My year off taught me two things primarily. First, I learned I want to spend a good portion of my 20s remote working and traveling. There’s so much to experience before anchoring to one point on the planet, and I want to design my lifestyle to allow me to work from anywhere - my RV, my friends’ couches, other countries, home, anywhere. Second, I learned the hard way that without a few more years of finishing college, I wasn’t emotionally mature or technically talented enough to make the digital nomad lifestyle work yet. I refactored my plan and decided to return to Penn to finish up, adding a psychology degree to my existing business and computer science studies. I’m currently set to graduate in May 2021.
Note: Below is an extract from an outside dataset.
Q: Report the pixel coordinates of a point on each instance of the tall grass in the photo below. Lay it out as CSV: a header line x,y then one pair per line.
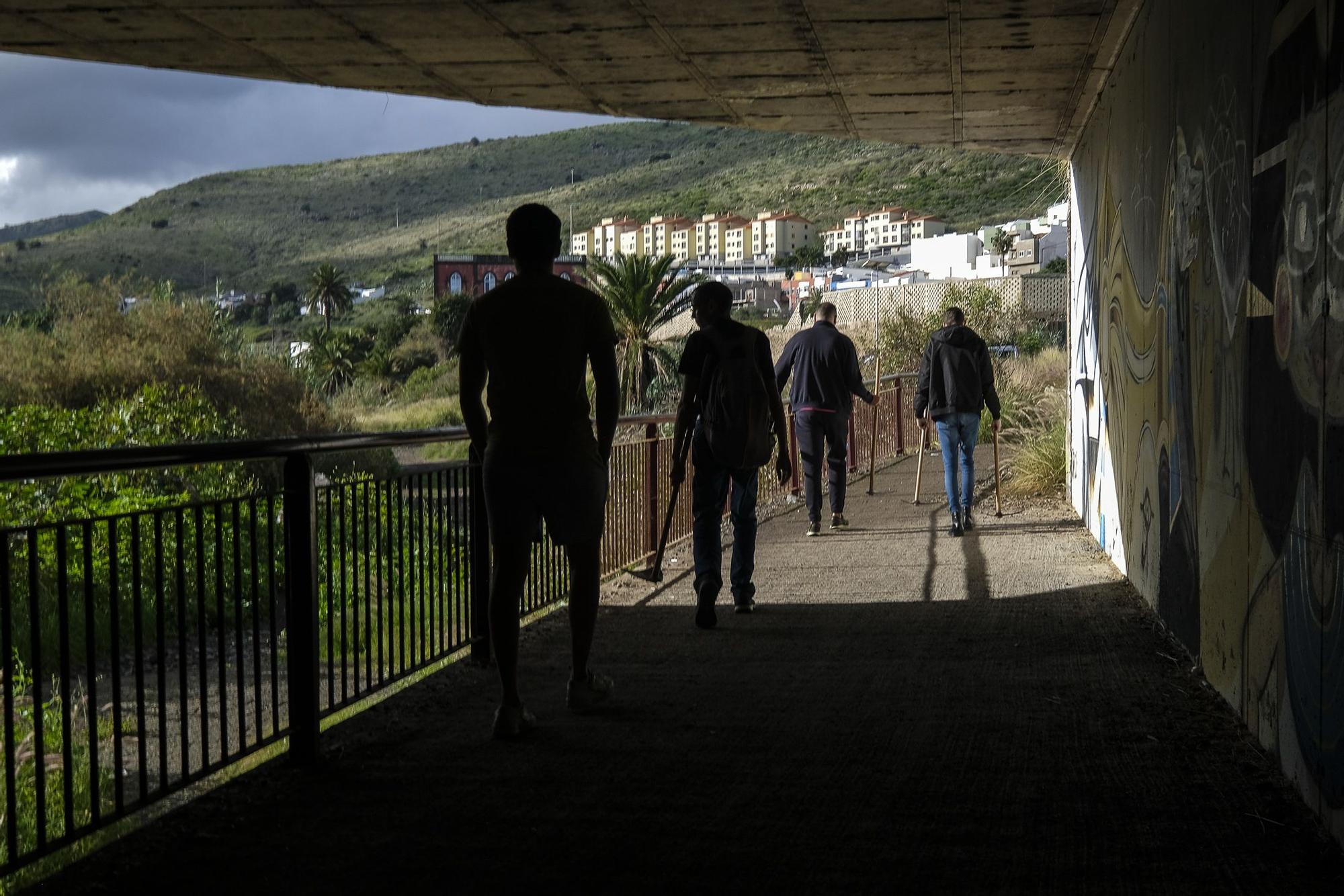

One of my defining characteristics is my unwillingness to settle when it comes to the big things. No matter how many existential crises it takes, I have faith that I will always choose to reinvent myself and reimagine my choices rather than settle for what I don’t want. I also work hard to maintain a flexible, ever-changing life philosophy.
Presently, I like to model life as a massive, multiplayer choose-your-own-adventure game. Your choices, from what flavor toothpaste you buy to the way you raise your children matter, for you and thousands of other nodes in your network. The choices don’t matter in some cosmic, spiritual sense in which you’ll be awarded with an afterlife if you made the right choices. They matter in a very real world sense in which you’re a co-creator of this intersubjective reality we are presently experiencing. We each have our allotted time, we each have dreams, and we each can use that time to manifest those dreams and change the fabric of the game we are playing.
At the same time, modeling life as a game allows me to not take it so seriously. While everything matters in the sense that my choices affect the conceptual reality we are all playing in, nothing matters in the sense that the parameters of absolute reality are so beyond my control they’re not worth worrying about. I’m nothing but a random arrangement of atoms that is just self-aware enough to recognize the brief, cosmically insignificant period of time I’ll be around for. I think we might as well do something interesting to justify to ourselves these absurd parameters for no other reason than because we have complete freedom to do so.
My metaphysical understanding drives the way I interact in the world. I care endlessly about the big picture, and I don’t get distracted by the small things. Having an impact and designing my own lifestyle are what drive my obsessive search for knowledge and self improvement. I don’t want a ton of money, and I don’t want prestige - I want to partake in absurd adventures with my best friends and leave a mark on the world.
I’m passionate about psychology, philosophy, education, mental health, art, technology, and entrepreneurship. My long term goals center around combining these interests in creative ways that help people change their perceptions about their times alive. I’m particularly interested in how we can learn, adapt, and maintain our sanity and creativity in an accelerating, technological world. On the whole, I find myself becoming increasingly curious about both the nature of my mind and the world as a whole as my life progresses, and I’m so excited to keep understanding and building my internal and external reality in relation to each other.
Well, that’s me and my thoughts in a nutshell. Thanks for listening!